Blockade of Tigit on AML-Derived M2 Macrophages Results in Reprograming into the M1 Phenotype and Enhances CD47-Mediated Phagocytosis

Background: Bidirectional interactions between the tumor microenvironment (TME) and AML cells lead to disease progression through induction of angiogenesis, migration, cancer stemness and local immunosuppression. Leukemia-associated macrophages (LAM) constitute an important cell population within the TME, but little is known about the phenotype, function, and plasticity of these cells. In the present study we provide an extensive characterization of the macrophage population in patients with AML.

Methods: The phenotype and expression of co-regulatory receptors was assessed on different bone marrow-derived CD68 +CD14 + LAM populations, in comparison to corresponding CD3 + T-cells and CD117 +CD34 + AML cells (n=35), as well as peripheral blood monocytes from healthy donors (HD, n=16) using multi-parameter flow cytometry.
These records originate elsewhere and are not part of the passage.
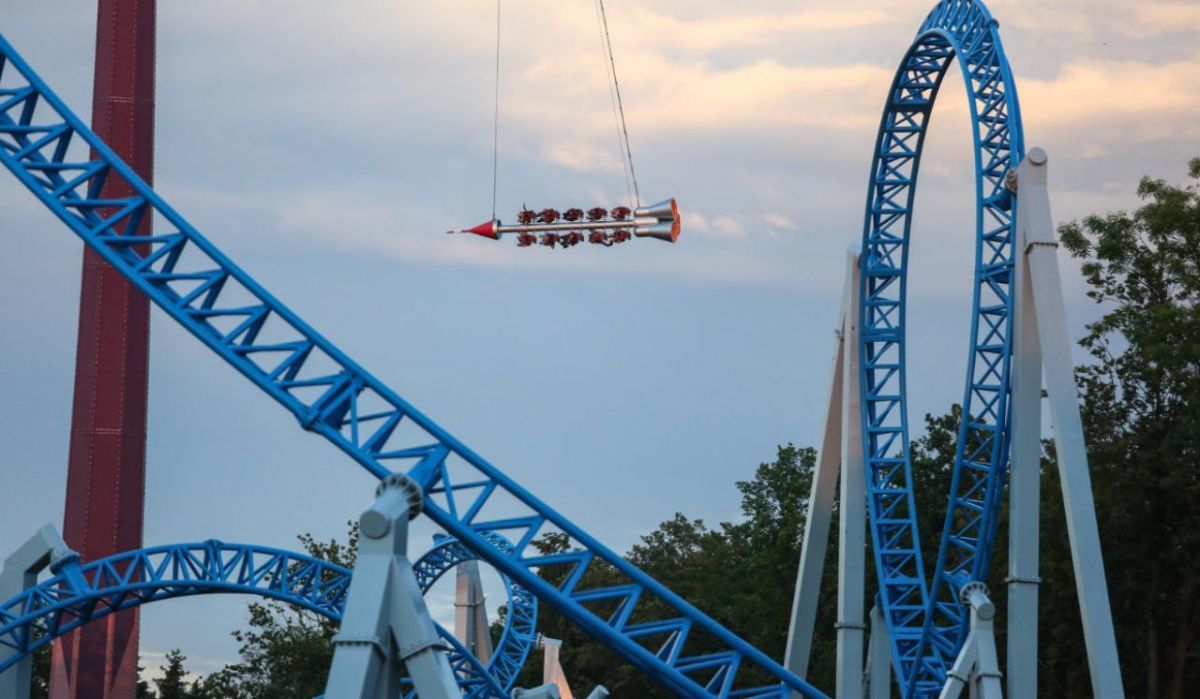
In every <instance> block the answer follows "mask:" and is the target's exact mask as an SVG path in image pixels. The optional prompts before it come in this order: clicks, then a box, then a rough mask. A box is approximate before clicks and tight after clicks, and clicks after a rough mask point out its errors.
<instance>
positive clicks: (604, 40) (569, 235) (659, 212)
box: [446, 0, 682, 249]
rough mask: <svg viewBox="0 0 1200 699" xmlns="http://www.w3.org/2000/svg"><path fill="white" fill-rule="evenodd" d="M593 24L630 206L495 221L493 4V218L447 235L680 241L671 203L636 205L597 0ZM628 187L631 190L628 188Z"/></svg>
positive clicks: (602, 16)
mask: <svg viewBox="0 0 1200 699" xmlns="http://www.w3.org/2000/svg"><path fill="white" fill-rule="evenodd" d="M596 20H598V25H599V28H600V37H601V47H602V49H604V54H605V72H606V73H607V77H608V88H610V94H611V96H612V106H613V116H614V119H616V123H617V132H618V136H619V138H620V142H622V147H623V148H622V149H620V160H622V167H623V168H624V173H625V175H626V189H629V196H630V198H631V201H632V203H634V205H632V207H625V205H618V207H613V208H611V209H606V208H605V207H592V208H589V209H587V210H583V209H580V208H570V209H565V210H563V211H559V210H558V209H550V208H547V209H541V210H540V211H535V210H533V209H528V208H526V207H522V208H521V211H518V213H517V222H516V223H514V225H504V223H503V222H502V221H500V220H499V219H497V217H496V190H497V181H498V178H497V174H498V171H499V118H500V108H499V95H500V90H499V86H500V79H499V78H500V2H499V0H498V1H497V4H496V104H494V108H496V114H494V124H493V143H492V148H493V150H492V217H491V219H490V220H488V221H487V222H485V223H480V225H479V226H475V227H473V228H462V229H458V231H446V233H474V234H475V235H480V237H484V238H490V239H492V240H499V239H500V237H503V235H505V234H511V235H515V237H516V240H517V247H533V246H535V245H540V246H546V247H563V249H566V247H574V246H576V245H578V244H580V243H584V241H587V243H590V244H593V245H602V246H605V247H612V246H613V245H619V244H622V243H628V241H629V240H632V239H634V238H656V239H659V240H666V241H667V243H674V241H676V240H678V239H679V232H680V229H682V220H680V216H679V205H678V204H677V203H676V201H674V199H673V198H671V199H664V201H661V202H659V203H656V204H650V205H647V207H643V205H641V193H640V191H638V187H637V175H636V174H635V172H634V156H632V153H631V149H630V147H629V130H628V129H626V127H625V109H624V106H623V104H622V100H620V84H619V83H618V82H617V64H616V61H614V60H613V58H612V42H611V41H610V37H608V19H607V14H606V12H605V8H604V2H602V0H601V1H599V2H598V4H596ZM630 184H631V187H630Z"/></svg>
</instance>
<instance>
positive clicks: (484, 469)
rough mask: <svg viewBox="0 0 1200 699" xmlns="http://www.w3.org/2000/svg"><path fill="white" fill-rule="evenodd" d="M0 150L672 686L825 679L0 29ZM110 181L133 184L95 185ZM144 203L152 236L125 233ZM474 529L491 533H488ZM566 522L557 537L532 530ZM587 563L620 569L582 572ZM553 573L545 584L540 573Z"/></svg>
mask: <svg viewBox="0 0 1200 699" xmlns="http://www.w3.org/2000/svg"><path fill="white" fill-rule="evenodd" d="M0 161H2V162H4V165H5V167H7V168H8V169H10V171H11V172H12V173H13V175H16V177H17V178H18V179H19V180H20V181H22V184H24V185H25V186H26V187H29V190H30V191H32V192H34V195H35V196H36V197H37V198H38V199H40V201H41V202H42V203H43V204H44V205H46V207H47V208H48V209H49V210H50V211H52V213H54V215H56V216H58V217H59V219H60V220H61V221H62V222H64V223H65V225H66V226H67V227H68V228H71V229H72V231H73V232H74V233H76V234H77V235H78V237H79V238H80V239H83V241H84V243H85V244H86V245H88V246H90V247H91V249H92V250H95V251H96V252H98V253H100V256H101V257H103V258H104V261H106V262H108V263H109V264H112V265H113V267H114V268H115V269H118V270H119V271H120V273H121V274H122V275H124V276H126V277H127V279H128V280H130V281H131V282H132V283H133V285H136V286H137V287H138V288H139V289H140V291H142V292H143V293H145V294H146V295H148V297H149V298H150V299H151V300H152V301H154V303H155V304H157V305H158V306H160V307H161V309H162V310H163V311H164V312H166V313H167V315H168V316H170V317H172V318H174V319H175V321H176V322H179V323H180V324H181V325H184V327H185V328H186V329H187V330H188V331H191V333H192V334H193V335H194V336H196V337H197V339H198V340H200V341H202V342H203V343H204V345H205V346H208V347H209V348H210V350H212V351H214V352H216V353H217V354H218V356H220V357H221V358H222V359H224V360H226V362H227V363H229V364H230V365H232V366H233V368H234V369H236V370H238V371H239V372H240V374H242V376H245V377H246V378H247V380H248V381H251V382H252V383H254V384H256V386H258V387H259V388H260V389H262V390H264V392H265V393H266V394H268V395H270V396H271V398H274V399H275V400H276V401H277V402H278V404H280V405H282V406H283V407H284V408H286V410H288V411H289V412H292V413H293V414H294V416H295V417H296V419H298V420H299V423H300V425H301V426H302V428H304V429H305V430H308V431H311V432H316V434H318V435H320V436H323V437H325V438H326V440H329V441H330V442H331V443H334V444H335V446H336V447H338V448H340V449H342V450H343V452H344V453H346V454H347V455H349V456H350V458H352V459H353V460H355V461H356V462H358V464H360V465H361V466H362V467H364V468H366V470H367V471H370V472H371V473H373V474H374V476H376V477H379V478H384V477H386V476H389V474H391V473H392V471H394V470H397V471H401V472H404V471H407V473H408V474H409V476H410V477H412V478H413V479H414V480H415V482H416V483H418V484H420V485H421V488H422V490H424V491H425V495H426V498H425V500H426V501H425V504H424V512H425V514H427V515H428V516H430V518H431V519H432V520H433V521H434V522H437V524H438V525H439V526H440V527H442V528H443V530H445V531H446V532H448V533H449V534H450V536H452V537H454V538H456V539H458V540H460V542H462V545H464V546H466V548H468V549H469V550H472V551H473V552H475V554H476V555H478V556H479V557H480V558H481V560H484V561H486V562H487V563H490V564H491V566H493V567H494V568H497V569H498V570H499V572H500V573H502V574H504V575H508V576H510V578H511V579H512V580H514V581H515V583H517V584H520V585H521V586H522V587H523V589H526V590H528V591H529V592H530V593H533V595H535V596H538V597H539V599H541V601H542V602H545V603H547V604H550V605H551V607H553V608H554V609H557V610H558V611H559V613H560V614H563V615H564V616H565V617H568V619H570V620H571V621H572V622H574V623H576V625H577V626H578V627H580V628H582V629H583V631H584V632H586V633H588V634H589V635H592V637H593V638H595V639H598V640H599V641H601V643H604V644H605V645H607V646H608V647H610V649H612V650H613V651H616V652H617V653H618V655H619V656H620V657H623V658H624V659H625V661H628V662H629V663H631V664H632V665H635V667H637V668H640V669H641V670H643V671H646V673H647V674H648V675H649V676H650V677H653V679H654V680H655V681H658V682H660V683H662V685H664V686H666V687H668V688H670V689H672V691H673V692H676V693H678V694H680V695H685V697H720V698H725V697H731V698H734V697H736V698H745V699H751V698H754V699H757V698H764V697H782V695H785V694H787V693H788V691H792V692H796V693H799V694H802V695H804V697H822V694H821V693H820V692H818V691H817V689H815V688H814V687H812V686H810V685H809V683H808V682H805V681H804V680H802V679H799V677H797V676H796V675H793V674H791V673H788V671H787V670H785V669H784V668H782V667H781V665H780V664H779V663H776V662H775V661H774V659H772V658H769V657H768V656H767V655H766V653H763V652H762V651H760V650H757V649H755V647H754V646H751V645H750V644H748V643H746V641H744V640H742V639H740V638H738V637H737V635H734V634H733V633H731V632H730V631H728V629H726V628H724V627H722V626H721V625H719V623H718V622H716V621H714V620H713V619H710V617H709V616H707V615H706V614H703V613H701V611H700V610H698V609H696V608H695V607H692V605H691V604H689V603H688V602H685V601H684V599H683V598H680V597H679V596H678V595H676V593H674V592H672V591H670V590H668V589H666V587H665V586H664V585H661V584H660V583H658V581H656V580H654V579H652V578H650V576H649V575H647V574H646V573H643V572H642V570H640V569H637V568H636V567H634V566H632V564H630V563H629V562H628V561H625V560H624V558H622V557H620V556H619V555H617V554H616V552H613V551H611V550H610V549H607V548H606V546H604V545H602V544H600V542H599V540H596V539H595V538H593V537H592V536H589V534H588V533H587V532H584V531H583V530H582V528H580V527H577V526H576V525H575V524H572V522H571V521H570V520H568V519H566V518H565V516H563V515H562V514H559V513H558V512H556V510H553V509H552V508H551V507H548V506H547V504H545V503H544V502H541V501H540V500H538V498H536V497H535V496H534V495H533V494H532V492H529V491H528V490H526V489H524V488H522V486H521V485H518V484H517V483H516V482H514V480H512V479H510V478H509V477H508V476H505V474H504V473H503V472H502V471H500V470H499V468H497V467H496V466H493V465H492V464H490V462H488V461H487V460H485V459H484V458H482V456H480V455H479V454H476V453H475V452H473V450H472V449H469V448H468V447H467V446H466V444H463V443H462V442H460V441H458V440H457V438H455V437H454V436H451V435H450V434H449V432H448V431H445V430H444V429H443V428H440V426H439V425H438V424H437V423H434V422H433V420H431V419H430V418H427V417H426V416H425V414H422V413H421V412H420V411H418V410H416V408H415V407H414V406H412V405H410V404H408V402H407V401H406V400H404V399H402V398H401V396H400V395H398V394H397V393H396V392H394V390H392V389H391V388H389V387H388V386H385V384H384V383H382V382H380V381H379V380H377V378H376V377H373V376H372V375H371V374H368V372H367V371H366V370H365V369H362V368H361V366H359V365H358V364H356V363H355V362H353V360H352V359H350V358H349V357H347V356H346V354H344V353H343V352H342V351H341V350H338V348H337V347H336V346H335V345H334V343H332V342H330V341H329V340H326V339H325V337H324V336H322V335H320V334H318V333H317V331H316V330H314V329H312V328H311V327H310V325H308V324H307V323H306V322H305V321H302V319H301V318H300V317H299V316H296V315H295V313H294V312H292V311H290V310H289V309H288V307H287V306H284V305H283V304H282V303H281V301H280V300H277V299H276V298H275V297H274V295H271V294H270V293H268V292H266V289H264V288H263V287H262V286H260V285H259V283H258V282H257V281H254V280H253V279H252V277H251V276H250V275H248V274H246V273H245V271H244V270H242V269H241V268H239V267H238V265H236V264H234V263H233V261H230V259H229V258H228V257H226V256H224V255H223V253H222V252H221V251H220V250H217V247H216V246H215V245H214V244H212V243H210V241H209V240H208V239H206V238H204V237H203V235H202V234H200V233H199V232H198V231H197V229H196V228H194V227H193V226H192V225H191V223H188V222H187V221H186V220H185V219H184V217H182V216H180V215H179V214H178V213H176V211H175V210H174V209H173V208H170V205H168V204H167V202H166V201H164V199H163V198H162V197H161V196H160V195H158V193H157V192H156V191H155V190H154V189H151V187H150V186H149V185H148V184H146V183H145V181H143V180H142V179H140V178H139V177H138V175H137V174H136V173H134V172H133V171H132V169H131V168H130V167H128V166H127V165H126V163H125V162H122V161H121V160H120V159H119V157H118V156H116V155H115V154H114V153H113V151H112V149H110V148H108V145H107V144H104V143H103V141H102V139H100V138H98V137H97V136H96V135H95V133H94V132H91V131H90V130H89V129H88V126H86V125H85V124H84V123H83V121H80V120H79V118H78V116H77V115H74V114H73V113H72V112H71V110H70V109H68V108H67V107H66V104H65V103H64V102H62V101H61V100H60V98H59V97H58V96H56V95H54V92H53V91H52V90H50V89H49V88H48V86H47V85H46V83H44V82H43V80H42V79H41V78H40V77H38V76H37V74H36V73H35V72H34V71H32V68H30V66H29V65H28V64H26V62H25V61H24V60H23V59H22V58H20V56H19V55H18V54H17V52H16V50H14V49H13V48H12V47H11V46H10V44H8V42H7V41H6V40H2V38H0ZM114 181H121V183H122V184H125V185H128V191H131V192H133V193H132V195H130V196H126V197H118V198H107V197H104V196H102V193H101V192H102V190H103V186H104V185H106V184H109V185H112V184H113V183H114ZM150 216H152V217H155V219H156V221H155V233H154V234H152V235H142V234H138V225H139V222H140V221H142V220H144V219H145V217H150ZM484 532H494V533H503V534H504V536H506V537H508V538H509V539H510V540H511V542H514V543H512V545H511V548H508V549H502V548H497V546H496V545H494V543H493V542H492V540H491V539H490V538H488V537H487V536H485V534H484ZM552 532H558V533H563V534H566V537H568V538H569V543H570V548H569V549H568V550H566V551H563V552H557V554H541V552H540V551H538V550H536V549H535V548H533V546H530V544H532V543H533V542H534V540H535V539H536V538H538V537H539V536H542V534H546V533H552ZM593 566H598V567H602V568H606V569H608V570H612V572H616V573H617V574H619V576H620V578H622V581H620V583H619V584H614V585H605V586H594V585H589V579H588V576H587V572H588V569H589V568H592V567H593ZM554 568H557V569H559V570H562V572H563V575H562V583H559V584H557V585H554V584H551V583H550V581H547V579H546V578H544V576H542V575H539V572H545V570H546V569H554Z"/></svg>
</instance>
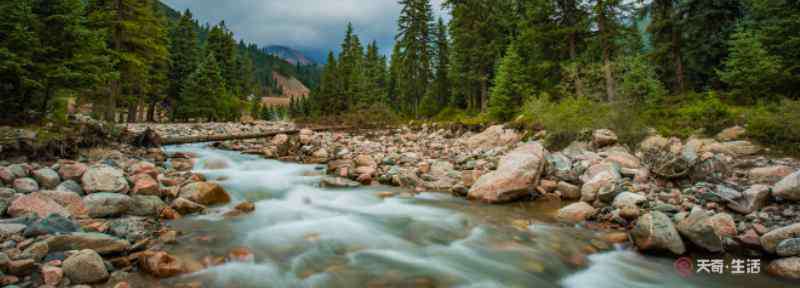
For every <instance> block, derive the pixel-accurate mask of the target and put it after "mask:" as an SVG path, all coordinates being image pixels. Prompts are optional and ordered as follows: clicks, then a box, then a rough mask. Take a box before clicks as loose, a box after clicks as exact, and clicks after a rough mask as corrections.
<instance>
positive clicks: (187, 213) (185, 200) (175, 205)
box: [171, 197, 206, 215]
mask: <svg viewBox="0 0 800 288" xmlns="http://www.w3.org/2000/svg"><path fill="white" fill-rule="evenodd" d="M171 207H172V208H173V209H175V211H178V212H179V213H181V214H184V215H185V214H193V213H199V212H203V211H205V210H206V206H203V205H200V204H197V203H195V202H192V201H191V200H188V199H186V198H183V197H178V198H176V199H175V200H173V201H172V206H171Z"/></svg>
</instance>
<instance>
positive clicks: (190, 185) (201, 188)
mask: <svg viewBox="0 0 800 288" xmlns="http://www.w3.org/2000/svg"><path fill="white" fill-rule="evenodd" d="M179 195H180V197H183V198H186V199H189V200H191V201H192V202H195V203H198V204H202V205H217V204H225V203H228V202H230V201H231V197H230V196H229V195H228V193H227V192H225V190H224V189H222V186H219V184H217V183H212V182H194V183H189V184H187V185H185V186H183V187H181V190H180V193H179Z"/></svg>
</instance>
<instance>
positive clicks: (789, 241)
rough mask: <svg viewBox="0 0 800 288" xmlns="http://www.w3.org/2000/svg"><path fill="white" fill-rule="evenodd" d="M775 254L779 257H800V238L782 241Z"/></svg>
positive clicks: (778, 243)
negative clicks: (779, 256) (796, 256)
mask: <svg viewBox="0 0 800 288" xmlns="http://www.w3.org/2000/svg"><path fill="white" fill-rule="evenodd" d="M775 252H776V253H777V254H778V256H782V257H788V256H800V238H791V239H786V240H783V241H781V242H780V243H778V246H777V247H776V248H775Z"/></svg>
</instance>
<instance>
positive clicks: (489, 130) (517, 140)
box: [465, 125, 521, 149]
mask: <svg viewBox="0 0 800 288" xmlns="http://www.w3.org/2000/svg"><path fill="white" fill-rule="evenodd" d="M520 139H521V136H520V135H519V134H517V132H515V131H514V130H512V129H505V128H504V127H503V126H502V125H495V126H491V127H489V128H486V130H484V131H483V132H481V133H479V134H475V135H473V136H472V137H469V138H467V139H466V140H465V144H466V145H467V147H469V148H470V149H490V148H494V147H497V146H505V145H509V144H512V143H517V142H519V140H520Z"/></svg>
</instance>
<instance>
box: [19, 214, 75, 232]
mask: <svg viewBox="0 0 800 288" xmlns="http://www.w3.org/2000/svg"><path fill="white" fill-rule="evenodd" d="M80 229H81V227H80V225H78V223H75V222H73V221H72V220H70V219H69V218H67V217H64V216H61V215H58V214H50V216H47V217H46V218H41V219H39V220H36V221H35V222H33V223H32V224H30V225H28V226H27V227H26V228H25V232H24V233H23V235H24V236H25V237H36V236H41V235H60V234H69V233H72V232H78V231H80Z"/></svg>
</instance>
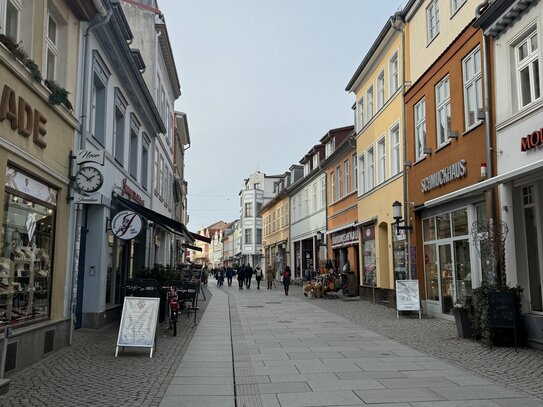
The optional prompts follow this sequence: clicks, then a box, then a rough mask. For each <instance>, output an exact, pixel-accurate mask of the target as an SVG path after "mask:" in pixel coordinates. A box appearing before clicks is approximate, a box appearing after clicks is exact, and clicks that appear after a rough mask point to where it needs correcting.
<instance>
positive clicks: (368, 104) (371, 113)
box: [366, 85, 373, 121]
mask: <svg viewBox="0 0 543 407" xmlns="http://www.w3.org/2000/svg"><path fill="white" fill-rule="evenodd" d="M366 103H367V106H366V109H367V113H366V120H368V121H369V120H371V118H372V117H373V85H372V86H370V88H369V89H368V91H367V92H366Z"/></svg>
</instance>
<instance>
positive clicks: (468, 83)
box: [462, 47, 483, 129]
mask: <svg viewBox="0 0 543 407" xmlns="http://www.w3.org/2000/svg"><path fill="white" fill-rule="evenodd" d="M462 73H463V77H464V109H465V112H464V117H465V123H466V129H469V128H470V127H473V125H475V124H476V123H478V120H477V112H478V111H480V110H482V109H483V96H482V94H483V85H482V82H483V81H482V79H481V50H480V48H479V47H477V48H476V49H475V51H473V52H472V53H471V54H470V55H468V56H467V57H466V58H465V59H464V60H463V61H462Z"/></svg>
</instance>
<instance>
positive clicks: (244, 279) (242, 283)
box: [238, 265, 245, 290]
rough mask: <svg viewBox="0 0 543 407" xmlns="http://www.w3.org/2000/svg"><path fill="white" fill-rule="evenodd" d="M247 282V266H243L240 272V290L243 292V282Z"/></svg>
mask: <svg viewBox="0 0 543 407" xmlns="http://www.w3.org/2000/svg"><path fill="white" fill-rule="evenodd" d="M244 281H245V266H244V265H241V266H240V267H239V270H238V283H239V289H240V290H243V282H244Z"/></svg>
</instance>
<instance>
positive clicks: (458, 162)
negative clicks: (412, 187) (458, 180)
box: [420, 159, 468, 192]
mask: <svg viewBox="0 0 543 407" xmlns="http://www.w3.org/2000/svg"><path fill="white" fill-rule="evenodd" d="M467 173H468V169H467V167H466V160H463V159H462V160H460V161H458V162H455V163H453V164H451V165H449V166H447V167H445V168H442V169H440V170H439V171H437V172H435V173H433V174H432V175H429V176H428V177H426V178H424V179H422V181H421V182H420V184H421V187H422V192H429V191H431V190H432V189H434V188H437V187H441V186H443V185H445V184H448V183H449V182H452V181H454V180H456V179H460V178H462V177H465V176H466V175H467Z"/></svg>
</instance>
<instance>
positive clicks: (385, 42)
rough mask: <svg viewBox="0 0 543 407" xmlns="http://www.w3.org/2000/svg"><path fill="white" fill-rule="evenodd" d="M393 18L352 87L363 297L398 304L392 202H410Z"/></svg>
mask: <svg viewBox="0 0 543 407" xmlns="http://www.w3.org/2000/svg"><path fill="white" fill-rule="evenodd" d="M397 28H399V30H396V29H394V28H393V26H392V23H391V22H390V21H387V24H385V26H384V27H383V29H382V31H381V33H380V34H379V36H378V38H377V39H376V41H375V42H374V44H373V46H372V48H371V49H370V51H369V52H368V54H367V55H366V56H365V58H364V60H363V61H362V63H361V64H360V66H359V67H358V69H357V71H356V72H355V74H354V76H353V77H352V79H351V81H350V82H349V84H348V85H347V88H346V90H347V91H349V92H352V93H354V94H355V95H356V102H355V117H356V120H355V124H356V132H357V135H356V150H357V157H358V165H357V175H358V222H357V226H358V228H359V235H360V269H359V273H360V276H359V278H360V284H361V292H360V295H361V297H362V298H370V299H375V301H379V300H382V301H383V302H384V303H387V304H390V305H394V303H395V294H394V288H395V285H394V281H395V280H398V279H405V278H407V277H408V276H407V266H406V265H407V251H406V247H407V246H406V240H405V234H404V233H403V231H402V232H401V233H400V234H397V233H396V227H395V226H394V225H393V222H394V219H393V218H392V203H393V202H394V201H400V202H403V201H404V185H403V171H404V156H405V155H404V118H403V108H404V101H403V96H402V89H403V83H404V77H403V72H402V70H403V62H402V58H403V55H404V53H403V49H402V44H403V43H404V42H403V41H402V35H403V34H402V31H401V30H402V28H403V24H401V23H400V24H399V27H397Z"/></svg>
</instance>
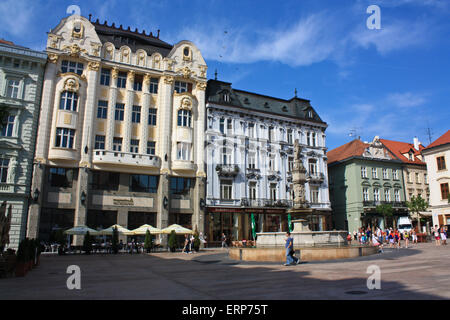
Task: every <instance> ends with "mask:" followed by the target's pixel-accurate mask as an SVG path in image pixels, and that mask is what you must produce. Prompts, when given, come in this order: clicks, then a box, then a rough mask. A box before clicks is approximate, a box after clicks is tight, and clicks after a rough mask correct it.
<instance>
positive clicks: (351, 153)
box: [327, 139, 369, 164]
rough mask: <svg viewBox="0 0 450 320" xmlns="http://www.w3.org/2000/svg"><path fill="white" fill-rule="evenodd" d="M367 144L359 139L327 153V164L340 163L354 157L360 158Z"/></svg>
mask: <svg viewBox="0 0 450 320" xmlns="http://www.w3.org/2000/svg"><path fill="white" fill-rule="evenodd" d="M368 147H369V144H367V143H364V142H362V141H361V140H359V139H355V140H353V141H350V142H349V143H346V144H344V145H342V146H340V147H337V148H336V149H333V150H330V151H328V152H327V157H328V164H331V163H333V162H337V161H342V160H345V159H348V158H351V157H354V156H362V154H363V153H364V151H365V150H366V148H368Z"/></svg>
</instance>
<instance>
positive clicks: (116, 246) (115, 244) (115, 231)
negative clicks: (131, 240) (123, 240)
mask: <svg viewBox="0 0 450 320" xmlns="http://www.w3.org/2000/svg"><path fill="white" fill-rule="evenodd" d="M111 246H112V250H113V253H114V254H117V253H118V252H119V231H117V227H114V228H113V236H112V243H111Z"/></svg>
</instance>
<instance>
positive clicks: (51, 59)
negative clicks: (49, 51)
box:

The expression of surface markers and the distribution of LAM subpopulations was correlated with clinical parameters. The effect of a blocking anti-TIGIT antibody on the in vitro plasticity on primary LAMs and monocyte-derived macrophages from healthy donors was investigated. Furthermore, we analyzed if the treatment with blocking anti-TIGIT and anti-CD47 antibodies could increase the anti-leukemic phagocytosis of AML cell lines and in vitro polarized monocyte-derived M2 macrophages.

Results: Phenotypic analysis of M1 and M2 macrophages in AML and HD revealed that the predominant macrophage population in patients with AML is made up of immunosuppressive alternatively activated M2 LAMs defined by expression of CD163 and CD86 (M1 AML vs. HD p<0.01 and M2 AML vs. HD p=0.02). These M2 LAMs contained significantly higher frequencies of cells expressing the immune checkpoint receptors TIGIT and TIM-3 than M1 LAMs (TIGIT + M2 vs. M1 p<0.01 and TIM-3 + M2 vs. M1 p<0.01, respectively). Regarding co-expression of multiple co-inhibitory receptors, the frequency of macrophages co-expressing TIM-3 or LAG-3 with TIGIT was higher in samples from AML patients in comparison to HDs (p=0.01 and p<0.01, respectively). This difference was caused by the significant up-regulation of TIM-3 and LAG-3 on TIGIT + M2 LAMs in comparison to their corresponding M1 LAMs (p<0.01and p<0.01, respectively).

Importantly, in vitro blockade of TIGIT in primary LAMs of AML patients or differentiated PB-derived M2 macrophages of HDs resulted in a change in polarization from the M2 towards the M1 phenotype after 24 hours (AML: anti-TIGIT vs. IgG2a p<0.01, n=7 and HD: anti-TIGIT vs. IgG2a p=0.02, n=3).

Moreover, the additional blockade of TIGIT on PB-derived M2 macrophages augmented the anti-CD47-mediated phagocytosis of the AML cell lines MOLM-13 and MV4-11 after 4 hours (MOLM-13: anti-CD47 vs. IgG1a 31% vs. 10.9%, p=0.04; anti-CD47 vs. combined anti-CD47 + anti-TIGIT 31% vs. 46.4%, p<0.01 and combined anti-CD47 + anti-TIGIT vs. IgG1a + IgG2a 46.4% vs. 13.6%, p<0.01, n=3 and for MV4-11: anti-CD47 vs. IgG1a 14.4% vs. 7.345%, p=0.03; anti-CD47 vs. combined anti-CD47 + anti-TIGIT 14.4% vs. 28.6%, p=0.03 and combined anti-CD47 + anti-TIGIT vs. IgG1a + IgG2a 28.6% vs. 12.85%, p=0.04, n=2).

Next, we correlated the phenotypic data with clinical parameters. AML patients of the intermediate risk group according to ELN criteria exhibited a significantly higher frequency of M2 LAMs co-expressing TIGIT and LAG-3 than those in the favorable group (p=0.04 and p=0.01). Moreover, the frequency of TIM-3 + M2 LAMs was significantly increased in patients with adverse and intermediate risk in comparison to those with a favorable risk (p=0.01, p=0.0053). Furthermore, TIGIT + M2 LAMs were significantly more frequent in patients with the FLT3 ITD mutation in comparison with the wilde type (p=0.03).

Conclusions: Our findings suggest that the proven clinical effect of monoclonal antibodies against TIGIT and TIM-3 in cancer may be due in part to their action on macrophages and depend on macrophage polarization. Our study identifies TIGIT + M2 LAMs co-expressing TIM-3 and LAG-3 as a promising effector population in AML. Further experiments should be conducted to investigate macrophage-mediated cytotoxicity in AML.